All of this does not endear the city to my heart, and yet I hope I will be here another five years. The grant application that is taking most of my time is to establish a research group of my own, funded by the Max Planck Society for five years. There are three responses they could make to my application. They could say no, they could say yes and let me form the research group here, or they could say yes but tell me to form it at a different Max Planck Institute, in a different city (i.e., Cologne).
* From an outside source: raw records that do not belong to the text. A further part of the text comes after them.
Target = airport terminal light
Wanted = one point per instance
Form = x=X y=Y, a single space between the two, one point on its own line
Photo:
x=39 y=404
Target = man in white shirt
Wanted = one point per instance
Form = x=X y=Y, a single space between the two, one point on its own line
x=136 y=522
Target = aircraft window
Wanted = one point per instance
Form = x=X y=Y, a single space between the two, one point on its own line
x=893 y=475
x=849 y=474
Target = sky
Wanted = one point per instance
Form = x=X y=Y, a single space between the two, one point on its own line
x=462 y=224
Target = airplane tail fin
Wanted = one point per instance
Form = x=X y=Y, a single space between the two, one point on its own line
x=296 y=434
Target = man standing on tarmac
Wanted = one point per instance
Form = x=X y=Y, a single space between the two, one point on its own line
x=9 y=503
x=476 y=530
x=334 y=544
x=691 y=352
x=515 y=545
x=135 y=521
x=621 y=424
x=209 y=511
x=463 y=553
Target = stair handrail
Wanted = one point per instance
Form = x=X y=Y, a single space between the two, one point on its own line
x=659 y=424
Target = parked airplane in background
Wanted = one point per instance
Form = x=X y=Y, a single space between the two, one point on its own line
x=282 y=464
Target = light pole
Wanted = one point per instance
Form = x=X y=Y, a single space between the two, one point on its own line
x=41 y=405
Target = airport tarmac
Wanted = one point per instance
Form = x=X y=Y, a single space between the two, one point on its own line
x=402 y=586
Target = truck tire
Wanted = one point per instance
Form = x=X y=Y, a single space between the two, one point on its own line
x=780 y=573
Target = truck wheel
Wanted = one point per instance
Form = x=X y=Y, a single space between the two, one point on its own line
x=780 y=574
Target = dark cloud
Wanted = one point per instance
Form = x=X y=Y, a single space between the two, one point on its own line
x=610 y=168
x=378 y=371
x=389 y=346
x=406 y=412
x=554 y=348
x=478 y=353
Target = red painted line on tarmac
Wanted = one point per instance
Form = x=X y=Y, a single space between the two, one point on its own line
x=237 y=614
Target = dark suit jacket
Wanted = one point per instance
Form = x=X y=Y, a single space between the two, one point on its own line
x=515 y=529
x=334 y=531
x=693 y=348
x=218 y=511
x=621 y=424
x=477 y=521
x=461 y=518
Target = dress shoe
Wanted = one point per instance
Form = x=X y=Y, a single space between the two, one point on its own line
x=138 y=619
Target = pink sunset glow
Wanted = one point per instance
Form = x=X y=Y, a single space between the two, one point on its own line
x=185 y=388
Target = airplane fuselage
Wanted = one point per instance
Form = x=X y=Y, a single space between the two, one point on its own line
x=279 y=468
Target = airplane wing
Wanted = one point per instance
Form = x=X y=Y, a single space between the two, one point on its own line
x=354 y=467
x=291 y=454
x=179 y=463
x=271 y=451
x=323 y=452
I indicate in my application that my first choice is to stay here (at MPIDR), not out of love for the climate, but because of MPIDR’s, “strength in evolutionary demography would be a great benefit to me. I have ongoing collaborations with several MPIDR researchers, including members of the Research Groups on Lifecourse Dynamics and Demographic Change, and Modeling the Evolution of Aging, and of the Laboratories of Statistical Demography, Survival and Longevity, and Evolutionary Biodemography. As my project draws on evolutionary and demographic theory, on MPIDR's Human Mortality Database and Biodemographic Database, on laboratory experiments and survey data, MPIDR’s mixture of social science and biology is the ideal environment for me.”

Add to that that we have good friends, Iris enjoys teaching at the University here, we like our colleagues, we have a great apartment, and moving (which we have done far to much of) is a pain in the rear, and I am very much hoping to stay here. That said, if they offer me a group in Cologne, we will certainly go, in the spring.

1 comment:

jte said...

Dan, what about using a hot pack and strapping it over your hip? Some reusable heat packs will warm up in a microwave. I don't remember how long your walk is to work. It might not last long enough. If it did last, would that work? Or do you need your entire body to be hot, hot, hot for your hip to behave itself?